Most college students taking Psychology 101 will encounter Maslow's "hierarchy of needs" -- a tiered triangle that outlines human needs from basic food and water at the bottom to self-fulfillment at the top. Would the needs of high school-aged teens fall in line with Maslow's hierarchy or would they have a list of their own? In 2001*, the Gallup Youth Survey asked 13- to 17-year-olds what they considered to be very strong needs in their lives. They went straight to the emotional requirements -- and the "need to be trusted" topped the list.

Followed closely by the "need to be trusted" was the "need to be understood and loved" and the "need to feel safe and secure where I live and go to school." In all cases, girls were more likely to give the strongest rating (a 5 on a scale of 1 to 5), than were boys. The data do not indicate the reason for these differences, but the finding does resonate with girls' ability to communicate needs or express emotions more easily than boys do. A full 87% of girls, for example, say they have a very strong need to be understood and loved, compared to just 67% of boys.

Tim Smith, a family life pastor in southern California, has been working on a manuscript for a book titled, 7 Cries of Today's Teens, based in part on these Gallup Youth Survey findings. Smith explains, "We determined the seven cries based on the top two net results of teens indicating that a need was very important or important in their lives. A cry is a signal for help. It … doesn't necessarily have to be a cry of sorrow or pain, but it will be if no one responds." The top three cries, described below, stand out statistically from the other four.

A cry for trusttops the list for teens -- 78% feel a very strong need to be trusted, and they also want someone to trust in return. According to Smith, teens are willing to trust someone, but they don't necessarily know how. After all, trust is a critical element of a successful marriage -- but many teens are children of divorce. They are open to giving trust a chance, but they are looking for models. Most want a closer relationship with their parents and/or a mentor. They need trusted guides, but for many, there are no adults around to protect them or show them the way.

Acry for love is the second cry -- 77% of teens admit to a very strong need to be loved. Smith discovered that many teens don't feel loved even though their parent(s) say, "I love you," or regularly give them hugs. They need to "feel" love to feel loved -- they need to feel nurtured as well as cared for. Some of this does not seem logical to parents -- and that is the point -- successfully relating to teen-agers is often intuition or emotion, rather than logic. One can't always think a way out of a problem with a teen-ager, or reason a way into a closer relationship.

A cry for security is the third most-prevalent cry of today's teens -- 77% of teens believe very strongly that they need to feel safe and secure where they live and go to school.
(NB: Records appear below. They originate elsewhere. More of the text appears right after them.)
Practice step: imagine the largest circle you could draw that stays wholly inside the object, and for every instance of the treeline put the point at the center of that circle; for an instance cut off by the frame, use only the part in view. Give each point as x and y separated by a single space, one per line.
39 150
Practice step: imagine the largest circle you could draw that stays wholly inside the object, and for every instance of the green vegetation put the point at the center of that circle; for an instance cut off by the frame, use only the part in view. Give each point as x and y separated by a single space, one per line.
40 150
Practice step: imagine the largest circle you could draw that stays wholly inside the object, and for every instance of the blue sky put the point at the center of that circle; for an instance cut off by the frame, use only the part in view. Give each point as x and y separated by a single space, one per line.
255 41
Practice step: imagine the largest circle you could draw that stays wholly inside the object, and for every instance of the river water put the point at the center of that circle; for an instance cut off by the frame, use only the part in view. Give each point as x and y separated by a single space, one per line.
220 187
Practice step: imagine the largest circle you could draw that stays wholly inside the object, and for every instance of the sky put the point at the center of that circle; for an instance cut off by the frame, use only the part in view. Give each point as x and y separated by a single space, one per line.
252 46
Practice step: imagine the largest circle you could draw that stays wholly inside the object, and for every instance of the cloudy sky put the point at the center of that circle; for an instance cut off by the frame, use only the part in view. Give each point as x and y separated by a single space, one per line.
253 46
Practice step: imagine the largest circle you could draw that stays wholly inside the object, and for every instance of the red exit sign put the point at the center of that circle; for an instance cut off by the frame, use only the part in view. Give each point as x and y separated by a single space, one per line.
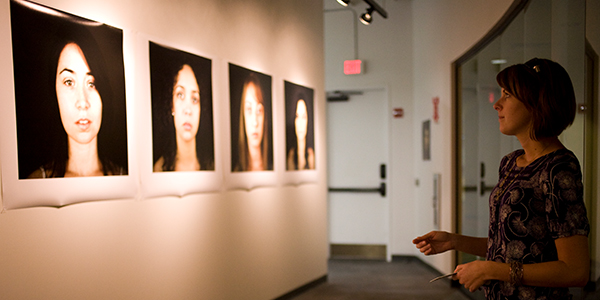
353 67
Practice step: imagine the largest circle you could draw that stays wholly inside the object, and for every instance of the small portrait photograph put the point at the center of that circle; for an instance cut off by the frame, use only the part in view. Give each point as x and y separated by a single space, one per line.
182 110
299 127
69 94
251 120
426 140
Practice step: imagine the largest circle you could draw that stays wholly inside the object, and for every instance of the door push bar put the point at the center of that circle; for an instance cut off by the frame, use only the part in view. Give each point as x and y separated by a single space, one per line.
381 190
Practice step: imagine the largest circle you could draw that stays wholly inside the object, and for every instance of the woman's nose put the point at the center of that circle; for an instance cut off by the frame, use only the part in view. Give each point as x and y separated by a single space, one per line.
82 102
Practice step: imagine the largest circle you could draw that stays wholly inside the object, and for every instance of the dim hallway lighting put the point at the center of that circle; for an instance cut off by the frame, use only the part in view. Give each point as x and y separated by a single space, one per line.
367 17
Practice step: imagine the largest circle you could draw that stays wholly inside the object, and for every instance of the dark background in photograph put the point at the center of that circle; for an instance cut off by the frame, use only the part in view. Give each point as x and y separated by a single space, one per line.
40 134
165 63
237 76
293 93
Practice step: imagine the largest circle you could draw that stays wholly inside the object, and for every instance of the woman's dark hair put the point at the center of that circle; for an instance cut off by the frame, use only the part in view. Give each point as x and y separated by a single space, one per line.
165 64
244 155
546 90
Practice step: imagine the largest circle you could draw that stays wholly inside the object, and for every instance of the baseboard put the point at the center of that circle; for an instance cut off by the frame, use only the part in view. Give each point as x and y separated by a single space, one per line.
414 259
303 288
353 251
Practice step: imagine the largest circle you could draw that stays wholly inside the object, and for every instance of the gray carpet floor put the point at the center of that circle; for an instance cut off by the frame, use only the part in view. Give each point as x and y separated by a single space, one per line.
404 278
373 279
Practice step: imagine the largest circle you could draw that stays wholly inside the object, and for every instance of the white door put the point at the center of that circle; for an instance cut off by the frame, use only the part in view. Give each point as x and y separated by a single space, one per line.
357 133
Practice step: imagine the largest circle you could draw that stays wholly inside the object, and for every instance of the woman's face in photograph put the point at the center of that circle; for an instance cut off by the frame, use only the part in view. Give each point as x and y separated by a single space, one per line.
301 121
254 116
186 104
79 102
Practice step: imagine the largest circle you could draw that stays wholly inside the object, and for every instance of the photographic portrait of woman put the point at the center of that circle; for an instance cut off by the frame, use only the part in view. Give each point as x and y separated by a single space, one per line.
72 124
299 127
251 137
182 123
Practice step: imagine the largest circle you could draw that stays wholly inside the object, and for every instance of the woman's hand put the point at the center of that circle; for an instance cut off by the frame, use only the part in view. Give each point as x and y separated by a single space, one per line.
434 242
473 275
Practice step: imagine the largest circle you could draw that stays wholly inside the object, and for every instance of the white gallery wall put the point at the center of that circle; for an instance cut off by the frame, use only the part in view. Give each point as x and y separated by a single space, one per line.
258 242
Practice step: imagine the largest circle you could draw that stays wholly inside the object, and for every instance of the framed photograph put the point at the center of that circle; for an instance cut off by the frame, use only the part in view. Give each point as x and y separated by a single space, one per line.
251 117
182 113
178 148
70 119
299 127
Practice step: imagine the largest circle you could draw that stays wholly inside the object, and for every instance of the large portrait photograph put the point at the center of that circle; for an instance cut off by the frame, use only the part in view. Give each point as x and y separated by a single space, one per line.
69 95
299 127
182 113
65 136
251 120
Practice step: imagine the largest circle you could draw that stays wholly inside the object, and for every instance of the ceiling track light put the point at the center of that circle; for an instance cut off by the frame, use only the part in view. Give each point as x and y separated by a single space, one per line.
367 17
344 2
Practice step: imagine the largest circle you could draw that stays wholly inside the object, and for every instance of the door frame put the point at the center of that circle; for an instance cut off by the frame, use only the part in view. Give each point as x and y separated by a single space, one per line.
387 180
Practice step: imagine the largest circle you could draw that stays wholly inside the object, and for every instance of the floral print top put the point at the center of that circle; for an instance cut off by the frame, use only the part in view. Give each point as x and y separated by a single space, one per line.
530 208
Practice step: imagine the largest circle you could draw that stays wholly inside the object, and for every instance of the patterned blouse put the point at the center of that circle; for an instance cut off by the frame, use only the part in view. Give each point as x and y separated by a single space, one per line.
530 208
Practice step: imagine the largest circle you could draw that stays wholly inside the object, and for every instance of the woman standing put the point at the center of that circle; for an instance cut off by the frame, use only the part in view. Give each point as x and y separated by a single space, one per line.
537 242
In spite of recent terrorism and school shootings, Smith believes that most teens feel safe but are looking for borders that can protect them and allow them to be relatively carefree as they develop through their last stage of childhood. Teens are unnerved by the sense that they are being hurried into an adult world with adult-sized problems, before they are adequately equipped to handle them.

Adults need to pay attention to what teens are saying. As George H. Gallup, Jr. notes in the introduction to Smith's book, "This book calls for adults to listen anew to the cries of today's teens, and to do so with a sense of urgency, for, as one social observer has noted, teens make up one-fifth of the population but one hundred percent of the future."

*The findings are based on telephone interviews with a national cross section of 501 teen-agers, aged 13 to 17, conducted December 2000 through February 2001. For results based on the total sample of adults, one can say with 95% confidence that the margin of sampling error is ±5%.